The end of irresponsible business practices by multinationals in China
Simon Zadek says Beijing's crackdown on misconduct by foreign multinationals signals an end to the days of irresponsible business practices in China. And that can only be good for Chinese consumers and firms
Multinational corporations are under siege in China. In recent months, the government has levelled a series of allegations of corporate misconduct - ranging from food-product contamination to price rigging, bribery and environmental shortfalls - against foreign-owned companies, with important implications for the development of China's business environment.
Does the government's behaviour reflect a commitment to strengthening business ethics, marking the start of a long-overdue regulatory catch-up process? Is it intended merely to create a convenient populist distraction from China's current economic woes? Or are these revelations of often long-known corporate misdemeanours part of a complex power play involving competing Chinese interests?
The answer is probably a combination of these factors. But whatever the motivation, the message is clear: the age of irresponsible business in China is over.
The authorities' new regulatory activism is late in coming, but it will ultimately benefit Chinese consumers and firms. The targeting of multinationals - which have long received preferential treatment, including subsidies and regulatory incentives, while profiteering from Chinese consumers' distrust of locally made products' quality and safety - portends the creation of a more level playing field.
Given that booming sales of imported baby-food products have exemplified the problem of profiteering, the 668.7 million yuan (HK$841 million) in fines recently incurred by half a dozen international baby-formula producers over anti-competitive behaviour and price fixing sent a particularly strong message.
Hardly a day goes by without China's government thrusting another global brand into the limelight.
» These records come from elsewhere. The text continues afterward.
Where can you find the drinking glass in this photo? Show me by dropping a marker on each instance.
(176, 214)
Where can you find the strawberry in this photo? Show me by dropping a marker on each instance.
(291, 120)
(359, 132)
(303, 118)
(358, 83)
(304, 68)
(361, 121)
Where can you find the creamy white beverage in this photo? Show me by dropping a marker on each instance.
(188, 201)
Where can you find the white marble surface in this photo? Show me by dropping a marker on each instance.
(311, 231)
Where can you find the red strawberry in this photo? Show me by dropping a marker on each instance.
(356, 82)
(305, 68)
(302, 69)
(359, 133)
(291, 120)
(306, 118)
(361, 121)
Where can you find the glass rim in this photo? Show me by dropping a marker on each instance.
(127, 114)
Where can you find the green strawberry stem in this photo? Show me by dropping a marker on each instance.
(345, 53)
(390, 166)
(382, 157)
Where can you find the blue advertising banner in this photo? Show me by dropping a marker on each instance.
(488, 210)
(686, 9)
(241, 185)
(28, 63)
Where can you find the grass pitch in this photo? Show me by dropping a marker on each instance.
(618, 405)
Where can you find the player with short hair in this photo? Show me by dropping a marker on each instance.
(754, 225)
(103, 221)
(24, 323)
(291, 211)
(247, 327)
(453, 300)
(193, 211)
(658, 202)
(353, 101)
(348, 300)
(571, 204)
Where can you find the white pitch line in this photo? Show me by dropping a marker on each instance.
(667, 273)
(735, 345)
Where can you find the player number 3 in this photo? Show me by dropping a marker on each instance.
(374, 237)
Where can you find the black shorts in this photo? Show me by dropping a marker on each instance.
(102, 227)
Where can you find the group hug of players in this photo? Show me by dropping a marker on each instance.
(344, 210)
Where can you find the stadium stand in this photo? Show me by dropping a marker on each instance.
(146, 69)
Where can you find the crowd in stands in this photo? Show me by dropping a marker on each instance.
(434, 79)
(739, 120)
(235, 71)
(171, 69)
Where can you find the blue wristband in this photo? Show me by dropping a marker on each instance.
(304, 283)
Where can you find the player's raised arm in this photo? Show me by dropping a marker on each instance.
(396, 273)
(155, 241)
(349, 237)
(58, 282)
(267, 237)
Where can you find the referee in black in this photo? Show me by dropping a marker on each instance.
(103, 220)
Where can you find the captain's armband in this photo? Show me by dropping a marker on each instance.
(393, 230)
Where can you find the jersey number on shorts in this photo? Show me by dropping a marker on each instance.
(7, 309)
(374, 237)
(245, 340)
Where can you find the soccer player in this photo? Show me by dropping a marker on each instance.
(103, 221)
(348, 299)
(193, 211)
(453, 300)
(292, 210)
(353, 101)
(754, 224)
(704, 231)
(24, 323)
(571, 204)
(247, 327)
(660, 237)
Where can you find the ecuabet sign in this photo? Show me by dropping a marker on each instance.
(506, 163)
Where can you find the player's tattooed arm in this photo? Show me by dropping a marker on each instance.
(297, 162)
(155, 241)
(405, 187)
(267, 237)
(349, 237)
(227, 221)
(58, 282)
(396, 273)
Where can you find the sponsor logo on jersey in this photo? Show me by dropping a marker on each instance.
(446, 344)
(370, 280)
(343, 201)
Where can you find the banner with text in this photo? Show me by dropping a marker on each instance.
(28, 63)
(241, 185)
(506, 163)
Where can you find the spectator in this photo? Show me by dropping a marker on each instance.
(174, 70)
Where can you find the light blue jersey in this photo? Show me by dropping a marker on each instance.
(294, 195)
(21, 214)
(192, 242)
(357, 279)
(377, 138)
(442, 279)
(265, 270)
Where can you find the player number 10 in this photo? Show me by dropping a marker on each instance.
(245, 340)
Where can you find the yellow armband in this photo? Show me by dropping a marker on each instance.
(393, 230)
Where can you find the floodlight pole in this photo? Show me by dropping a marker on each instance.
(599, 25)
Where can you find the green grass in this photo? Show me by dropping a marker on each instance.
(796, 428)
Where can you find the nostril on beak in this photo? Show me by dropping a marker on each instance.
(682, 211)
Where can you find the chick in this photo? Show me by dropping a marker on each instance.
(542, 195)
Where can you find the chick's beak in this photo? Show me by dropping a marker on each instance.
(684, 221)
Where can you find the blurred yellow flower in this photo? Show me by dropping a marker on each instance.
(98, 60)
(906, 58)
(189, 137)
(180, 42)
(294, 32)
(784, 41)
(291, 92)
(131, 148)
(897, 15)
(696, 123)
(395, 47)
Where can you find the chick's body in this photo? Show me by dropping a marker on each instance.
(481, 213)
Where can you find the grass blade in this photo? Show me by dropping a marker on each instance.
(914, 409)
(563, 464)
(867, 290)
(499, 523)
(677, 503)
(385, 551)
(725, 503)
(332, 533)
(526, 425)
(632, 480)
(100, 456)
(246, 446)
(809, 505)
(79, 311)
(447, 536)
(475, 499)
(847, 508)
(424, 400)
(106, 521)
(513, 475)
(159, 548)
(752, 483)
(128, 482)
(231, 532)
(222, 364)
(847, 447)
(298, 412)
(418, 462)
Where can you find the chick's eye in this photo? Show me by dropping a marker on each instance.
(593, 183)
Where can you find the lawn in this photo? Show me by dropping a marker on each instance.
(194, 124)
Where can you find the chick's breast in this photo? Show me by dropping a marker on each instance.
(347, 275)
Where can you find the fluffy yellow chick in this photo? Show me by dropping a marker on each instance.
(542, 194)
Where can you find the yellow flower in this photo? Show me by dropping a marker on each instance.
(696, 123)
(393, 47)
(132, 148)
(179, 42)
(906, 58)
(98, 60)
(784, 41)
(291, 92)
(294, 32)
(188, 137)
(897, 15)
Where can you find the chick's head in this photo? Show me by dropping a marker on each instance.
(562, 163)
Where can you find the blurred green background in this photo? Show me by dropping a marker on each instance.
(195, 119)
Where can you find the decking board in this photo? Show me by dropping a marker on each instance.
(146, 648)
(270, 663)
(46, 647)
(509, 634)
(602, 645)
Last month, China's environment ministry rejected an application from BMW Brilliance, the German carmaker's Chinese joint venture, to expand one of its plants, citing inadequate waste-water analysis and failure to meet official pollution-reduction targets. Less than a week later, an electrical fault forced the company to recall more than 140,000 vehicles, further undermining BMW's reputation for high production standards and sterling environmental credentials.
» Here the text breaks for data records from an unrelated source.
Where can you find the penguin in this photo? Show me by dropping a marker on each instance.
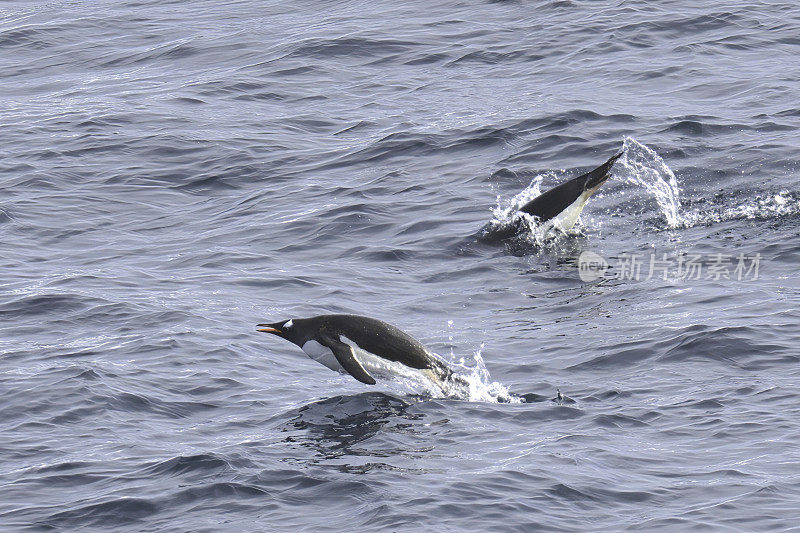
(363, 347)
(560, 206)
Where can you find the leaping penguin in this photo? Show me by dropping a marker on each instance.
(361, 346)
(562, 204)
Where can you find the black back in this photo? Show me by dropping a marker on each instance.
(374, 336)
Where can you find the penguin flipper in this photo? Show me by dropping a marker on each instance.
(347, 358)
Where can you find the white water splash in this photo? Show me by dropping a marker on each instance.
(643, 167)
(475, 384)
(783, 203)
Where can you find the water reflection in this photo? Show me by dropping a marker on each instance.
(359, 426)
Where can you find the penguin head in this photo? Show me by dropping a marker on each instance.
(287, 329)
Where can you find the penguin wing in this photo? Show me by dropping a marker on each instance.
(344, 354)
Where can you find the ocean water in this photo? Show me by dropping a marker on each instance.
(172, 173)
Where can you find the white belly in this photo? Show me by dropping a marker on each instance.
(569, 216)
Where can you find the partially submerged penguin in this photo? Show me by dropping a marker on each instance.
(561, 205)
(363, 347)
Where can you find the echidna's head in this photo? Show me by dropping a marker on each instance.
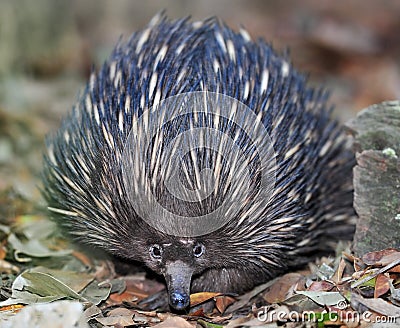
(178, 260)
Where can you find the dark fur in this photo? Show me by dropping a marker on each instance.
(231, 261)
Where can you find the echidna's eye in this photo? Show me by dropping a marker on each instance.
(155, 251)
(198, 250)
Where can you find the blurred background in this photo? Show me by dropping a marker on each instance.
(48, 47)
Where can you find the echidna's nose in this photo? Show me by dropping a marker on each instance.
(179, 301)
(178, 276)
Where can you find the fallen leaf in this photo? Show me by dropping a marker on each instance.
(198, 298)
(323, 298)
(284, 287)
(382, 285)
(380, 258)
(174, 322)
(222, 302)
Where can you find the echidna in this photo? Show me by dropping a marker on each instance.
(204, 155)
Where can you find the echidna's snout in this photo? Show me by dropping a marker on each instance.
(178, 276)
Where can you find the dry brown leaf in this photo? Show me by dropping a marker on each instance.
(222, 302)
(285, 285)
(382, 257)
(174, 322)
(337, 277)
(126, 296)
(199, 298)
(320, 286)
(382, 285)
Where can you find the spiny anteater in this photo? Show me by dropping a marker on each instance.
(187, 118)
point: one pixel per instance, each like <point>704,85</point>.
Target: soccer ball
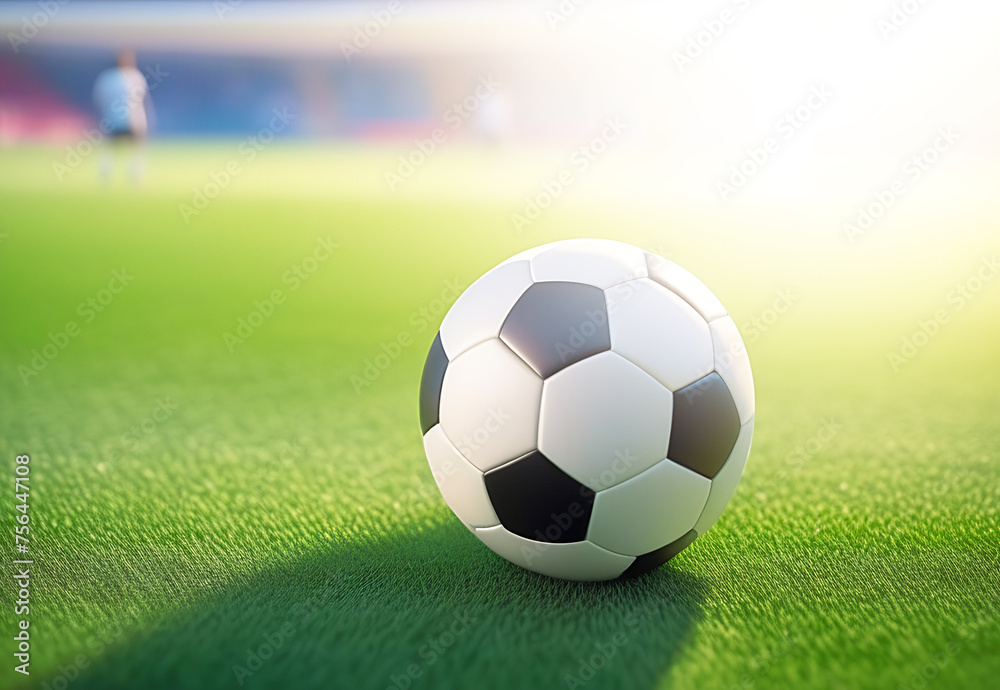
<point>587,409</point>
Similarly, Apple - a company famed for its customer-oriented approach - recently came under fire from state-backed media for offering substandard iPhone warranty services in China. And the British pharmaceutical giant GlaxoSmithKline, long positioned as a beacon of virtue in a sector known for its ethically dubious behaviour, has been accused of bribery, price fixing and improper research practices.
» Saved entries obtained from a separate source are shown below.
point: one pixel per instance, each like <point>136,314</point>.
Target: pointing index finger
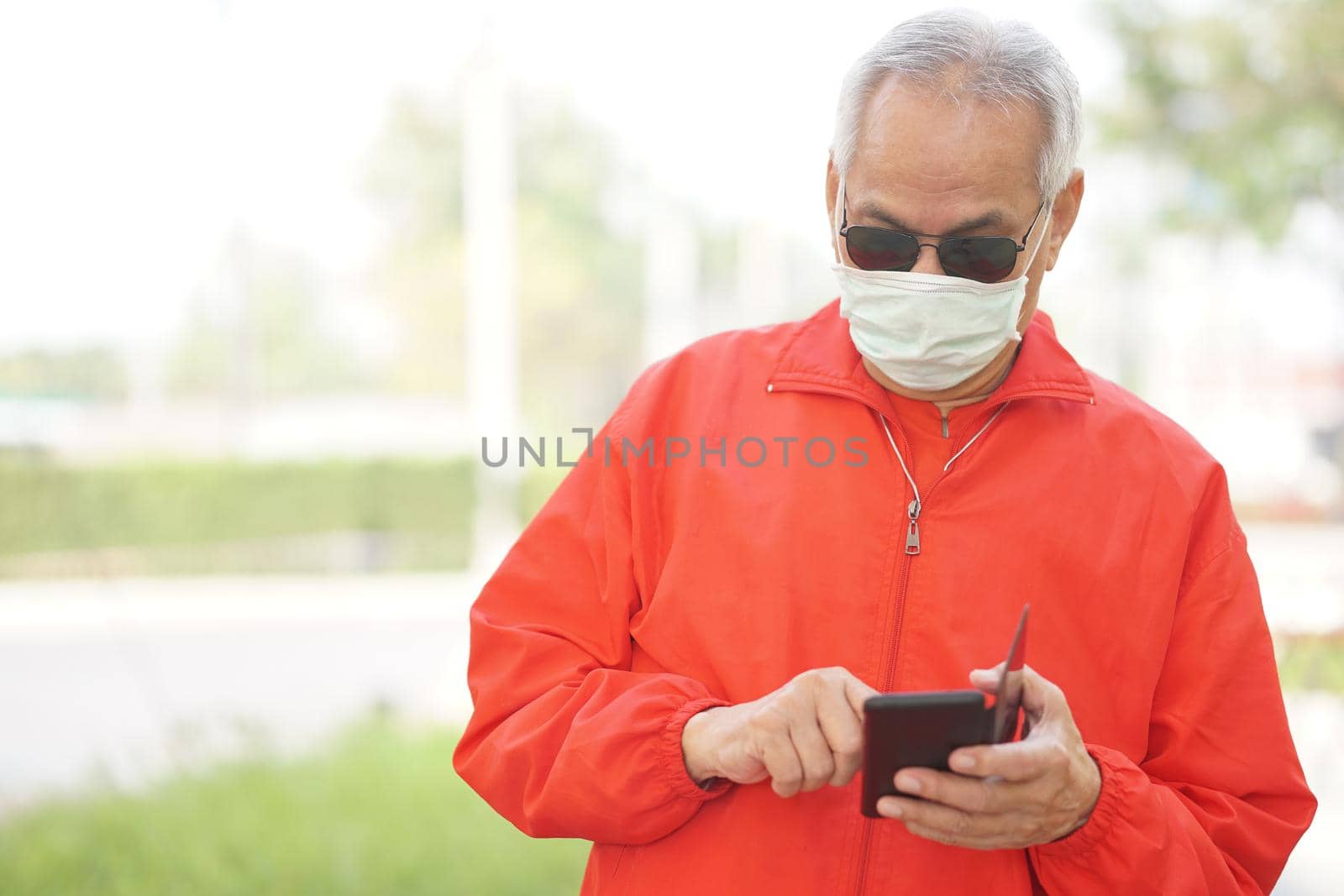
<point>1016,761</point>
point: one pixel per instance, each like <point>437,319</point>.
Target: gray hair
<point>1003,62</point>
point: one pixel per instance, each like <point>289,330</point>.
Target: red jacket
<point>689,578</point>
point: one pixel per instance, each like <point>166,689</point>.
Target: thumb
<point>987,680</point>
<point>1041,698</point>
<point>857,691</point>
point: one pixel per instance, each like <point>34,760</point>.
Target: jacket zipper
<point>911,544</point>
<point>889,676</point>
<point>911,551</point>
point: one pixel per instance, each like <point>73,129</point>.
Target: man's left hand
<point>1005,795</point>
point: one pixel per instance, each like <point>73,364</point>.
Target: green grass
<point>50,506</point>
<point>174,517</point>
<point>1310,663</point>
<point>380,812</point>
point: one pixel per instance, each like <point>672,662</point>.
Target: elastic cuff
<point>1104,815</point>
<point>672,761</point>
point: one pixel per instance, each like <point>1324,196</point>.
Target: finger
<point>958,792</point>
<point>944,822</point>
<point>1041,698</point>
<point>781,761</point>
<point>1001,841</point>
<point>843,731</point>
<point>1019,761</point>
<point>988,679</point>
<point>813,754</point>
<point>857,691</point>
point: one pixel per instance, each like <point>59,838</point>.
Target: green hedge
<point>380,812</point>
<point>46,506</point>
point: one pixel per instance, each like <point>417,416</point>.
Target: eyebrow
<point>990,219</point>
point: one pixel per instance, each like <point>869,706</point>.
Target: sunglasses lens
<point>877,249</point>
<point>983,258</point>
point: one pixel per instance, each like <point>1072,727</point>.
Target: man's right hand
<point>806,735</point>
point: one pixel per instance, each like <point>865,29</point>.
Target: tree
<point>1250,100</point>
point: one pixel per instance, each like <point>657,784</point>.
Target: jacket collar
<point>822,358</point>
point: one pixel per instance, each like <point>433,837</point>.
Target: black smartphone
<point>922,728</point>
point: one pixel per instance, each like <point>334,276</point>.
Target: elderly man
<point>674,658</point>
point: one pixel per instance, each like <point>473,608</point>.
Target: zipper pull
<point>913,533</point>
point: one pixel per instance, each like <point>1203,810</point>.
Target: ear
<point>1063,215</point>
<point>832,188</point>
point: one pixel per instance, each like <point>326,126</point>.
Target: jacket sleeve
<point>1220,799</point>
<point>564,741</point>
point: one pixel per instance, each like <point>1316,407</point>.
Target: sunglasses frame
<point>937,248</point>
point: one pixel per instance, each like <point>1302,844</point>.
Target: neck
<point>974,389</point>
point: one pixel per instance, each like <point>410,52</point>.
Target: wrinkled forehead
<point>938,154</point>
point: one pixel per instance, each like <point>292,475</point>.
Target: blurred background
<point>269,271</point>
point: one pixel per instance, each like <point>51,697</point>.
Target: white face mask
<point>927,332</point>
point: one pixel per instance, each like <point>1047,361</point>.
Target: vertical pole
<point>490,207</point>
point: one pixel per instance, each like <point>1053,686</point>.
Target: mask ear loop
<point>1041,241</point>
<point>835,221</point>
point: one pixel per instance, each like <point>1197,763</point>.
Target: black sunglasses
<point>981,258</point>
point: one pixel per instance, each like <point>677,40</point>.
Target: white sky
<point>134,134</point>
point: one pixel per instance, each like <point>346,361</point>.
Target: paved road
<point>132,676</point>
To be sure, not only multinationals are being caught out; Chinese business leaders often face far more serious punishments. Li Peiying, the head of a state-owned firm that controlled several airports, and Zeng Chengjie , a prominent real-estate developer, were just two of the Chinese executives executed in recent years for white-collar crimes such as fraud and embezzlement.
But, considering that Transparency International ranked China 80th out of 176 countries and territories in its 2012 Corruption Perceptions Index, the conviction rate among Chinese businesspeople and public officials remains disproportionately low.
Multinationals are certainly not blameless victims: many of the accusations levelled against them have proved to be true. But the timing and type of allegations against multinationals have so effectively damaged their brands that one might ask whether there is a deeper logic to the government's actions. Exposing foreigners' ethical failings and ruthless business practices sends the message that China must remain vigilant, while reinforcing the legitimacy of a powerful, interventionist state, including state-owned enterprises, which have come under increasing fire in recent years.
Multinationals are enmeshed in China's complex political economy - and entangled in the patronage system that underpins it. Credible, responsible business practices are becoming increasingly important rules of the game, as citizens use tools like social media to challenge their leaders to take action against hazardous products.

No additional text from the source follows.